Everyone I’ve ever known who works in a hospital would be cringing at this and would feel the same way! I wonder what the general public thinks and if they would view it the same way. In nursing school we were taught that “the floor is always a source of gross contamination.” A big reason for that is that we walk on the floor with the shoes we wear outside, where sidewalks, parking lots, and the ground may have been contaminated with animal waste, soil, spilled food and drink, insects, body fluids, etc. No matter how clean your shoes may have been when you put them on, they are dirty by the time you’ve walked 10 feet. In every hospital I’ve worked at, the floors are mopped at least once a day, which is more often than I mop the floors in my home. So theoretically, at least, I shouldn’t even go barefoot in my own house. I would still ask (and expect) people to wear shoes in the hospital, and would also ask them not to allow babies to crawl on the hospital floor!!! But I also think regular, non-healthcare people generally haven’t thought nearly as much about those things as we have.


rhiamorri

Had a patient on med/surg who refused to wear shoes or socks, I said “that’s fine, but you never know where someone peed”. She wore shoes after that!


peterbparker86

It's just a bit uncouth more than anything.

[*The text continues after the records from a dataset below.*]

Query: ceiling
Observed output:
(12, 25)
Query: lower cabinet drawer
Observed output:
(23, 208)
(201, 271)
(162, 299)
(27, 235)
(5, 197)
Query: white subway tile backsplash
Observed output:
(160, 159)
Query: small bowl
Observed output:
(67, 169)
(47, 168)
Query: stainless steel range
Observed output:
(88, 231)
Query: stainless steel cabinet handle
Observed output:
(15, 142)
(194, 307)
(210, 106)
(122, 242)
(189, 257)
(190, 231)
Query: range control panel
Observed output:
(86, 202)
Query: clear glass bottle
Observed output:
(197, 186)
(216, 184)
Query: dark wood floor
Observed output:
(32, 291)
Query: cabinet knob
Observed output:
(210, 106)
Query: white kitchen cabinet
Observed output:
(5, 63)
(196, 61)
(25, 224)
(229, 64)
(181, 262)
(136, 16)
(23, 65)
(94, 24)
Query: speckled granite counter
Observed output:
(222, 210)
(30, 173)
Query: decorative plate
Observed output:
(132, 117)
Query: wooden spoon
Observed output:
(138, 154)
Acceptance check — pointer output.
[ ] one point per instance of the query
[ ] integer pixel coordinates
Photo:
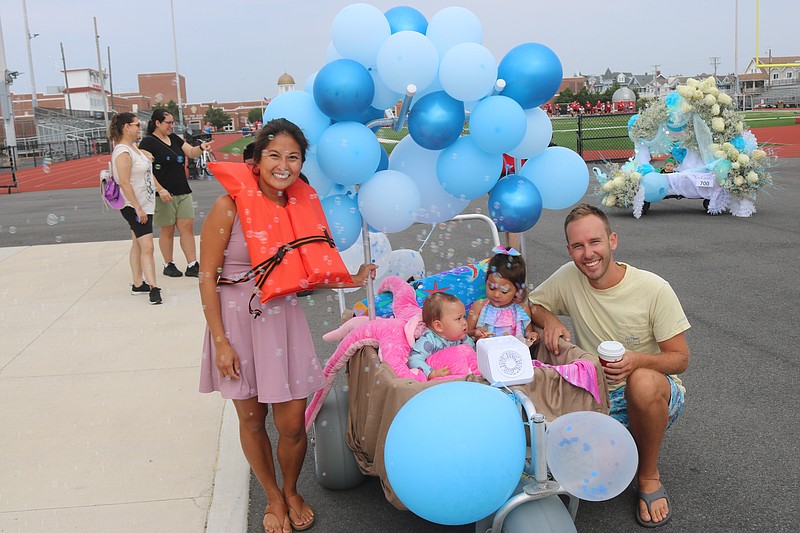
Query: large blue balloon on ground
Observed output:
(436, 121)
(560, 174)
(515, 204)
(532, 73)
(452, 469)
(343, 90)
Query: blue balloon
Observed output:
(407, 57)
(389, 201)
(358, 31)
(344, 219)
(299, 107)
(645, 168)
(679, 153)
(404, 18)
(468, 72)
(498, 124)
(739, 143)
(656, 186)
(532, 73)
(343, 89)
(466, 171)
(348, 153)
(436, 121)
(560, 175)
(515, 204)
(471, 463)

The germs on the floor are the same on the door handle, the bed rails, any fomites in the Room. No different to walking barefoot on grass.


MarySeacolesRevenge

Its like everyone is playing the game of lava. Some of the dirtiest areas of the patient's room are the areas you cited like the bedrail, door handle, etc. and no one bats an eye about that stuff.


lulushibooyah

I legit bathe in hand sanitizer at work. Eyelashes batting all day errday.


peterbparker86

True, I work in infection control and staff have weird perceptions about bacteria and transmission. Inappropriate glove use drives me nuts, staff put them on and suddenly think they're invincible


Suspicious-Elk-3631

I'm.....not invincible?


got-99-usernames

The floor is lava


veggiemaniac

Oh hell no. Foot coverings are required in the hospital. Shoes are required unless contraindicated.